With many among them up for a third or fourth re-election in 2014 and 2015, members of the Kenai Peninsula Borough
Assembly are looking to remove citizen-created term limits from borough law this summer.
The assembly Tuesday floated a proposed ordinance seeking to amend a 2007 citizen initiative limiting them to two consecutive terms without taking a six-month break before a third.
Assembly members voted to hold a public hearing on the ordinance and set it for July 2.
“My vote for a public hearing is neither support or against,” District 8 Assemblyman Bill Smith of Homer said.
“They always do [this],” said Fred Sturman, a longtime Soldotna resident, recent mayoral candidate and citizen who fought for borough assembly terms limits.
The assembly seems to think they know better than the voters who created and supported the law, he said.
Ordinance 2013-20, if approved next month, will be the second assembly action to repeal the popular citizen initiative setting assembly term limits in 20 years. A 2007 initiative won voter approval 52.75 percent to 47.25 percent.
In 1993, voters favored assembly term limits by a margin just shy of 2 to 1. Six years later, without seeking voter approval, the assembly repealed the law before it could limit anyone seeking a longer stay in their seat.
Alaska law prevents the borough from changing or removing a law resulting from a citizen initiative for two years.
In 2009 the assembly changed some language in the ordinance so that partial service of a term did not count as a full term in relation to term limits.

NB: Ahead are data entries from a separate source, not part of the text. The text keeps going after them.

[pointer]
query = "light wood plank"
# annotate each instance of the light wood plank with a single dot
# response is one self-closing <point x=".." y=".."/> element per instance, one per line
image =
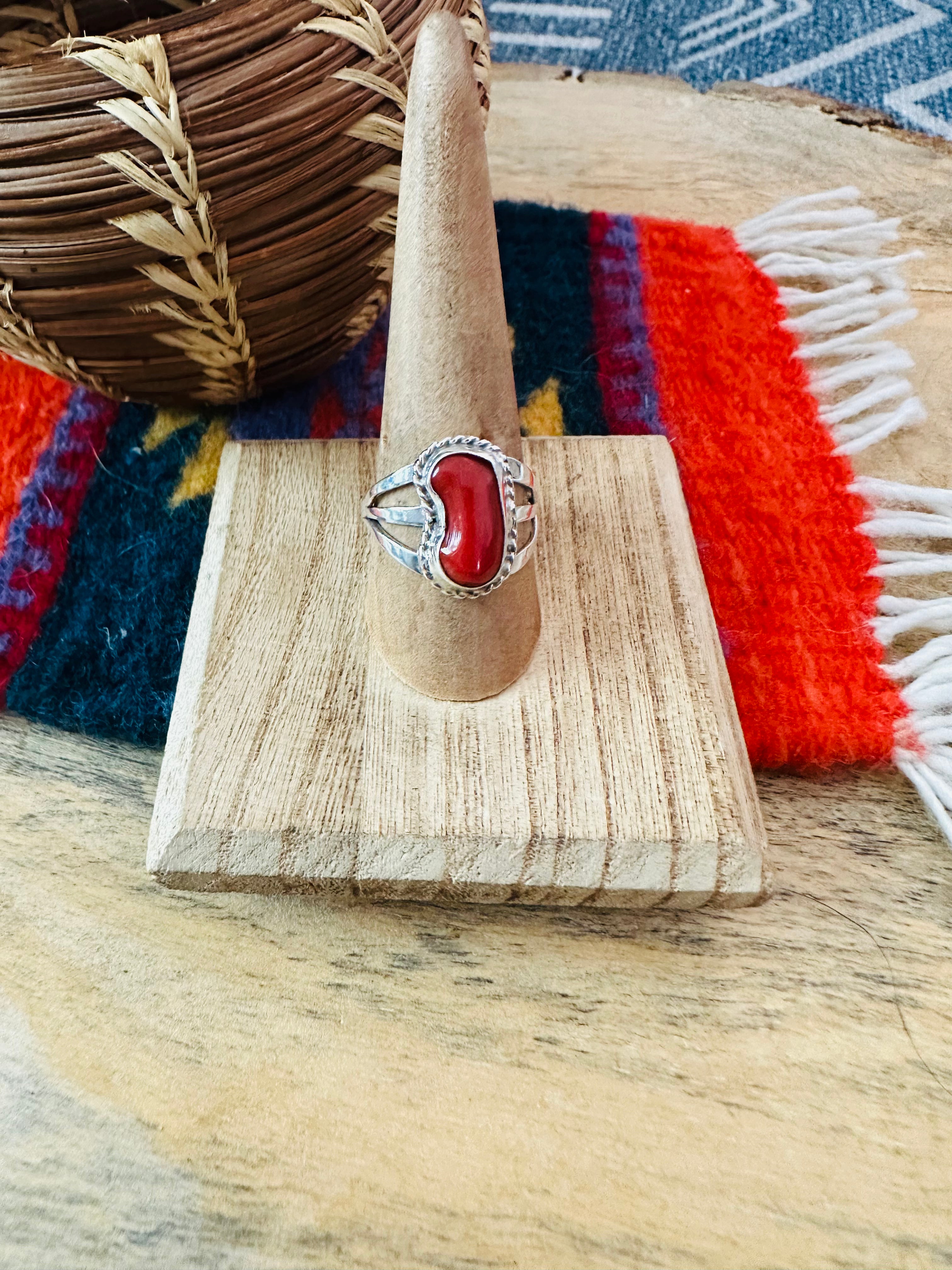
<point x="612" y="773"/>
<point x="334" y="1085"/>
<point x="326" y="1084"/>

Assembly Vice President Hal Smalley said voters should be allowed to decide if they want a candidate in office for multiple terms instead of having term limits imposed by law. Smalley wrote the proposed ordinance. To those who say the assembly is acting against the public call for term limits, he responds, “Let those people vote me out.”
Smalley is up for a fourth term in 2014 and is cognizant voters approved term limits, but believes those limits are a “disservice” to borough citizens.
“The assumption is that we want to hold the seat forever,” said District 9 Assemblyman Mako Haggerty, who represents the southern Kenai Peninsula. “I don’t believe in term limits.”
Haggerty went on to say that other people in other districts should not tell his district who can or cannot represent them.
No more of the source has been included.